Buying a home in Madrid step by step: from reservation to deed

Spain's purchase process is simpler than it looks from abroad, but it has three moments worth understanding before signing anything. This is the full sequence, with real timings and figures.

Buying a home in Madrid step by step: from reservation to deed

Every week we walk buyers — many of them international — through a process that in Spain is highly standardised and offers solid guarantees. The key is knowing what you sign at each moment and what each signature commits you to. There are three stages: reservation, arras and deed.

The context: a large, liquid market

Start with one idea: the Spanish market is deep and plays by clear rules. In 2025 Spain registered more than 700,000 home sales, with foreign buyers setting an all-time record according to the Land Registrars: close to 97,300 transactions, 13.8% of the total. Spain's notary and registry system is among the most protective in Europe: nothing that follows depends on trust between the parties, but on verifiable public documents.

1. The reservation: stopping the clock

When you decide a house is yours, the first step is the reservation agreement: a holding deposit — in our case, usually 1% of the price — that takes the home off the market for an agreed period, normally 10-15 days.

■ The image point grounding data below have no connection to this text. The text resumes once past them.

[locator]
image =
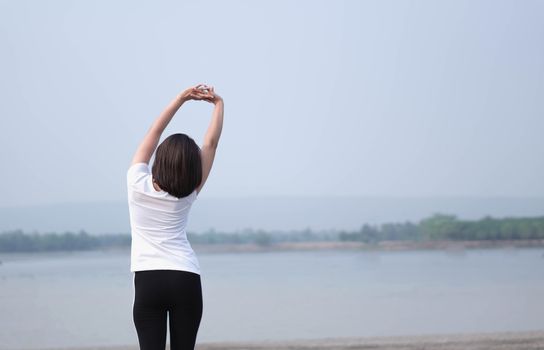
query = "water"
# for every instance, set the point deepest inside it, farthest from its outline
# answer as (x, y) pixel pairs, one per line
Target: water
(85, 298)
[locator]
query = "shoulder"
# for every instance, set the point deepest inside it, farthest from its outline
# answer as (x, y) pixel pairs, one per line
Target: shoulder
(136, 172)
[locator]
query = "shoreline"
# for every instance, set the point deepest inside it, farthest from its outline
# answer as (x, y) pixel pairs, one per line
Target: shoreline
(449, 246)
(526, 340)
(454, 247)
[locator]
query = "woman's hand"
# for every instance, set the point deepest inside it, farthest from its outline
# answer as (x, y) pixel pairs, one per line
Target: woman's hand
(211, 96)
(198, 92)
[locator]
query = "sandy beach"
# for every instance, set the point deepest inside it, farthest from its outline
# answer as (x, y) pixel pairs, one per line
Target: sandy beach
(482, 341)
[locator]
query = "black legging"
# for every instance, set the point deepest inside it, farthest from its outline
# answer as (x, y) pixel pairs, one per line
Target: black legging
(158, 292)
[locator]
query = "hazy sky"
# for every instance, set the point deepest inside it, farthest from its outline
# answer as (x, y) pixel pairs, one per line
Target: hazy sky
(395, 98)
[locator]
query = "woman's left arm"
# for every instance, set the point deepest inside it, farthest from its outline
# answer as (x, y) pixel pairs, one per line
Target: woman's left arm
(151, 140)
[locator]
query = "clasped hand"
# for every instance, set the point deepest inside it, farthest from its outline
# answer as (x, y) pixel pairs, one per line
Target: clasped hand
(200, 92)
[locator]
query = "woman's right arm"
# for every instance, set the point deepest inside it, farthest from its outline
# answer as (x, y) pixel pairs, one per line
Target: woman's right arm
(211, 138)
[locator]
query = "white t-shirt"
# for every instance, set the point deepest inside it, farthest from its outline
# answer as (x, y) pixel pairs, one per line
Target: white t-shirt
(158, 221)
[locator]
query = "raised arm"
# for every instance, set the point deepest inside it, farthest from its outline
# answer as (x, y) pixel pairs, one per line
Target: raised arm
(211, 138)
(151, 139)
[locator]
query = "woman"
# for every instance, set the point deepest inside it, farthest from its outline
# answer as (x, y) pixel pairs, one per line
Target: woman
(166, 269)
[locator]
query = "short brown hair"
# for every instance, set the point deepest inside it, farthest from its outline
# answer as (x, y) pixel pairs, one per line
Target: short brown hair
(177, 168)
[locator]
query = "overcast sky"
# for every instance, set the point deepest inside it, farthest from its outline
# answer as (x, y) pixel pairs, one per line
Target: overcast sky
(393, 98)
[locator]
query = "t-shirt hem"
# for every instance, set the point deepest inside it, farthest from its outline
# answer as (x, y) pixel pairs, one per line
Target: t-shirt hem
(163, 267)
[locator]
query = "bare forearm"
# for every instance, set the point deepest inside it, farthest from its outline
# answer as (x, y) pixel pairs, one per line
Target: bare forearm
(211, 139)
(166, 116)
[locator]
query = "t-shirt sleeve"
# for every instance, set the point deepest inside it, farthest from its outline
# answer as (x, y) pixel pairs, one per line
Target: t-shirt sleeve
(136, 172)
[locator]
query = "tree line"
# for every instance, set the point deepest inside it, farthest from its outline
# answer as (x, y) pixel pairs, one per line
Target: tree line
(436, 227)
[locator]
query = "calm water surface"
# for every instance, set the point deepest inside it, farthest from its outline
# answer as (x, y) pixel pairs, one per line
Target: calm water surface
(85, 298)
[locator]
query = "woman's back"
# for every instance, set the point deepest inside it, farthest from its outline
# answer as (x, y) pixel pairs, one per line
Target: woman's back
(158, 222)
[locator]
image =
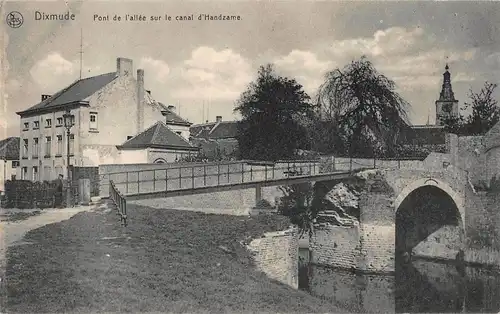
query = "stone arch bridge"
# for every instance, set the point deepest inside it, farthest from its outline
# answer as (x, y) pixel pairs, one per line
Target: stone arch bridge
(426, 208)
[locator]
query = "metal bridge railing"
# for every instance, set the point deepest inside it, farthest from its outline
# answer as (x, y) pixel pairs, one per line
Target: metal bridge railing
(120, 202)
(212, 175)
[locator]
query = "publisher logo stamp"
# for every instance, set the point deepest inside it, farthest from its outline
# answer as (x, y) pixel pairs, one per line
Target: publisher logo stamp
(14, 19)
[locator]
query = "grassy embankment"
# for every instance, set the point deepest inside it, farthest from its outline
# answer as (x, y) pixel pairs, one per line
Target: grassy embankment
(165, 260)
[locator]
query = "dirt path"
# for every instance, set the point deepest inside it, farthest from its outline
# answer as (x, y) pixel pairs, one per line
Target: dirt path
(13, 232)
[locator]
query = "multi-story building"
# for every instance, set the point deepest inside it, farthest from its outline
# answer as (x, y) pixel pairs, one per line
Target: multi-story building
(216, 139)
(108, 110)
(9, 160)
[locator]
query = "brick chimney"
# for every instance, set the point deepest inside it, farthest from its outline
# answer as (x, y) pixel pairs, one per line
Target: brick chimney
(140, 100)
(124, 66)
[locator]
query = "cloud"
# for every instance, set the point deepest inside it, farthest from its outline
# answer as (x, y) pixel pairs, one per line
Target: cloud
(159, 68)
(305, 67)
(212, 74)
(53, 72)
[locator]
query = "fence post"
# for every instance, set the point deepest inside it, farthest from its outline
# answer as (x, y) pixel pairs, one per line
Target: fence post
(138, 185)
(204, 175)
(125, 212)
(126, 173)
(218, 174)
(180, 180)
(242, 173)
(192, 177)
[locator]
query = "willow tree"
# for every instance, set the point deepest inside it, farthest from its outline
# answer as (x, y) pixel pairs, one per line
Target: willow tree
(362, 110)
(272, 109)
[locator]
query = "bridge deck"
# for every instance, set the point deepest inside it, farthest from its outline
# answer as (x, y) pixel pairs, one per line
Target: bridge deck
(238, 186)
(197, 179)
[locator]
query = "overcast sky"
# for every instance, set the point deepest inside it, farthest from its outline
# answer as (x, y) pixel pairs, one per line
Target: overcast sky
(192, 63)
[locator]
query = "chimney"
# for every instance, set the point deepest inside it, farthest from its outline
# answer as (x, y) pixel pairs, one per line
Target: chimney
(124, 66)
(140, 100)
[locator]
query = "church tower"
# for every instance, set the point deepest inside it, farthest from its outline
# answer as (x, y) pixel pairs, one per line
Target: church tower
(446, 105)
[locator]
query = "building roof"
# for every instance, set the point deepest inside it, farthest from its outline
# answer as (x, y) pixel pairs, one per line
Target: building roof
(492, 137)
(423, 135)
(77, 92)
(9, 148)
(215, 130)
(158, 136)
(172, 118)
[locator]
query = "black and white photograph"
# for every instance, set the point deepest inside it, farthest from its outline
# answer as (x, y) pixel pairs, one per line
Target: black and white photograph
(249, 156)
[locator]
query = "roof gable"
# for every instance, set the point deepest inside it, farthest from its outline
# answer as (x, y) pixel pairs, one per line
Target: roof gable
(173, 118)
(76, 92)
(9, 148)
(158, 136)
(216, 130)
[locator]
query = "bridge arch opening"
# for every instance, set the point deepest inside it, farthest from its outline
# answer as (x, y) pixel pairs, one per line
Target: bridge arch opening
(429, 222)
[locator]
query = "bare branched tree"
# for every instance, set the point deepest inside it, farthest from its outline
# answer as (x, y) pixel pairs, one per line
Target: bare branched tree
(362, 107)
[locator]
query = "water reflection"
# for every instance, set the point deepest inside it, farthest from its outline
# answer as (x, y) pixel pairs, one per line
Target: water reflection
(421, 286)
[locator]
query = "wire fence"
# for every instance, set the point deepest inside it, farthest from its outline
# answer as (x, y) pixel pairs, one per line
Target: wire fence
(119, 201)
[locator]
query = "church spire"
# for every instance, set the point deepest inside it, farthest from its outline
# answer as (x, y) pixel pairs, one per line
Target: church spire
(446, 90)
(446, 105)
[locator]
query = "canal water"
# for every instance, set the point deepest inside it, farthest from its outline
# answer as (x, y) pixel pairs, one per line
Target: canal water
(419, 287)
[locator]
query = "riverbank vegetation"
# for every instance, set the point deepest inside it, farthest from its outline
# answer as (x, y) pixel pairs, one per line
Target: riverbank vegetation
(164, 261)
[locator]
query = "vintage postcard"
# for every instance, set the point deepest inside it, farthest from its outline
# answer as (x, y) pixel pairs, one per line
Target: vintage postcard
(249, 156)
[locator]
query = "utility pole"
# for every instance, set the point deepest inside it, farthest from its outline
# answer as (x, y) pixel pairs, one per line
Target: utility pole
(68, 123)
(81, 52)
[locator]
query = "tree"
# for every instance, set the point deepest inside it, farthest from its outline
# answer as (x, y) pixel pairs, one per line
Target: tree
(363, 110)
(484, 113)
(272, 109)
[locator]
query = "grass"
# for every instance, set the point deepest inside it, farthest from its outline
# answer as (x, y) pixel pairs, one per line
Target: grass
(19, 216)
(165, 260)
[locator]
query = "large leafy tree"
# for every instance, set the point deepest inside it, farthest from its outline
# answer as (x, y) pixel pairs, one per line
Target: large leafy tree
(483, 110)
(361, 109)
(273, 111)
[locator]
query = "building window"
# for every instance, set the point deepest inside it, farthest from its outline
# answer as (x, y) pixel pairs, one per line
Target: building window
(47, 173)
(93, 121)
(71, 144)
(35, 148)
(48, 146)
(25, 147)
(35, 173)
(59, 145)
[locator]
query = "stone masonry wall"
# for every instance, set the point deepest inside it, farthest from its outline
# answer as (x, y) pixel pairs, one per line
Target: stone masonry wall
(335, 246)
(276, 254)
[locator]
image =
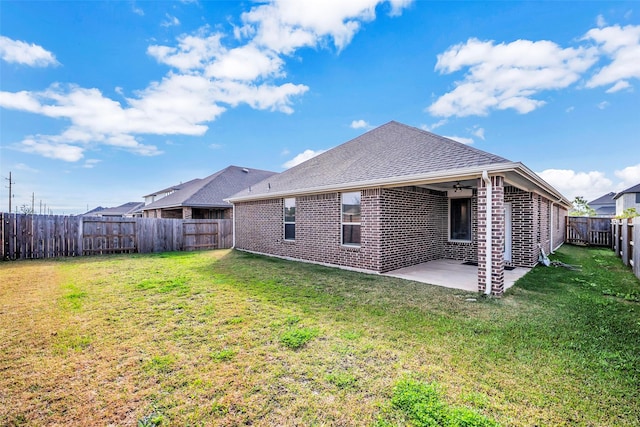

That time is used to prepare the arras and, if needed, start the financing application. It is the lowest-commitment stage: it fixes price, timing and the essential terms.

Kitchen of a finished Lumier home in Barrio de Salamanca
Buying a finished home simplifies the process: what you see is exactly what gets deeded.

2. The arras: the firm commitment

The penitential arras contract is the heart of the deal. The buyer hands over 10% of the price and both parties are bound by a symmetrical penalty: whoever walks away, loses (the buyer, their deposit; the seller, double). Before signing arras is when due diligence happens: the Land Registry extract (title and charges), the community of owners' certificate (pending levies), the latest IBI receipt, the energy certificate and, in classic buildings, the building's ITE inspection status. At Lumier we hand over that complete documentation dossier from day one.

3. The deed: keys day

The sale is raised to a public deed before a notary — the buyer chooses which one — with payment of the remaining price, normally by banker's draft or OMF transfer. Keys are handed over in that same act. Two tasks remain: settling the ITP within 30 working days and registration at the Land Registry, which the gestoría processes within a few weeks. From that moment, ownership is public and enforceable against third parties.

The numbers to keep in mind

On the purchase price of a resale home in Madrid: 1% reservation → 10% arras (on account) → 89% at deed, plus 7-8% in costs and taxes, where the main item is the 6% ITP, one of the lowest rates in Spain. The full breakdown of taxes and costs is in our Madrid purchase tax guide. And if you are buying from abroad, the guide on buying as a non-resident covers the NIE and power of attorney.

Would you rather have us alongside for the whole process, from search to deed? That is how our property personal shopper works, and these are the Lumier homes available now.

Frequently asked questions

What everyone asks

How long does it take to buy a home in Madrid?

From reservation to public deed, usually 4 to 8 weeks without a mortgage and 6 to 12 weeks with one. With Lumier homes — move-in ready, with documentation prepared — the process tends to sit at the lower end of that range.

What is the arras contract?

It is the firm commitment to buy and sell. The buyer typically hands over 10% of the price and both parties are bound: if the buyer withdraws they lose that amount, and if the seller withdraws they must return it doubled (penitential arras, art. 1454 of the Spanish Civil Code).

How much money do I need on top of the purchase price?

For a resale home in Madrid, budget around an extra 7-8%: 6% transfer tax (ITP) plus notary, registry and administrative fees (roughly 1-2%). With a mortgage, add the valuation.

Can I buy without being present in Madrid?

Yes. With a power of attorney — which can be granted at a Spanish consulate or before a foreign notary with an apostille — a representative can sign the whole process on your behalf. It is common among international buyers.